Our real-world study had a cumulative exposure to dupilumab of 198 patient/years (5125 doses); during the study period, 16 patients reported one or more adverse events. The most common events were injection site reactions and arthralgia. None of the adverse events were considered serious. Five patients stopped dupilumab due to adverse events, three of them were related to arthralgia.
The TRAVERSE study 22 assessed the safety of dupilumab in patients with moderate to severe asthma with cumulative exposure to dupilumab of 431.7 patient/years. This study found that the safety and tolerability of long-term treatment were consistent with the known safety profile of dupilumab and did not find new patterns of incidence of treatment-emergent adverse events. Additional long-term safety data on the CRSwNP population are needed.
Our study had several limitations. Given that dupilumab was first approved in Canada in August 2020, the number of patients with 2 and 3 year data is small. This study does not include certain objective outcomes such as nasal polyp score or Lund-Mackay computed tomography (CT) score that could be correlated to the SNOT-22 scores. However, serial CT scans are not routinely used for assessing improvements in paranasal sinus inflammation secondary to medical therapy. Furthermore, nasal polyp score is not an outcome that determines treatment. It is patient symptom and quality of life concerns which drive patient treatment.
Conclusion
This real-world study shows that in patients with CRSwNP treated with dupilumab, improvement in disease-specific quality of life seen after 1 year continues to improve and can be maintained at 3 years of treatment.
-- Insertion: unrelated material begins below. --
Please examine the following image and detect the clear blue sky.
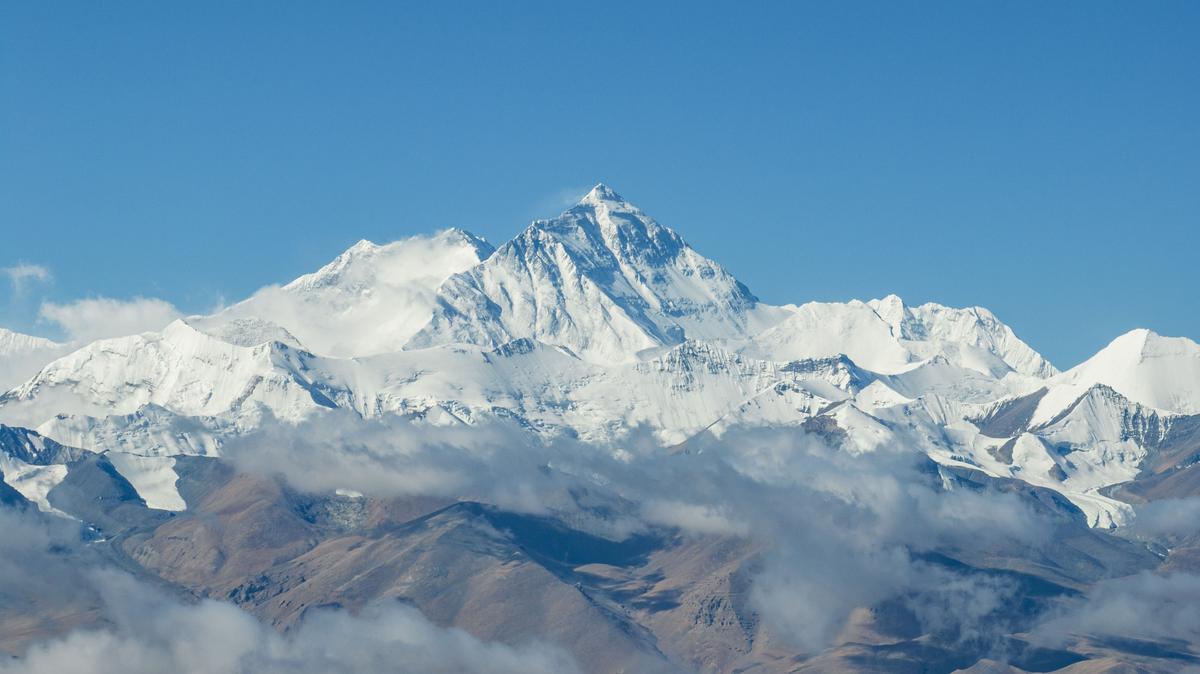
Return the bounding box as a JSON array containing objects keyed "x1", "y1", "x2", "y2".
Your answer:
[{"x1": 2, "y1": 1, "x2": 1197, "y2": 367}]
Long-term treatment with dupilumab in CRSwNP patients appears to be consistent with the known safety profile generated from shorter patient observation periods of other studies. Larger prospective long-term studies are required to evaluate the extended benefits of this therapy and to monitor the development of late-onset events in this patient population.
Footnotes
Availability of Data and Materials
Data will be made available from the corresponding author on reasonable request.
Consent for Publication
Not applicable.
Declaration of Conflicting Interests
The author(s) declared the following potential conflicts of interest with respect to the research, authorship, and/or publication of this article: S.J.K.: Site investigator for the LIBERTY NP SINUS-52 study. Prior Advisory Board member (Sanofi), Speaker bureau GSK, Sanofi. Research funding CIHR, PSI. A.L.: no conflict of interest.
Funding
The author(s) received no financial support for the research, authorship, and/or publication of this article.
Ethics Approval and Consent to Participate
This study was approved by Advarra IRB. Protocol # Pro00057336.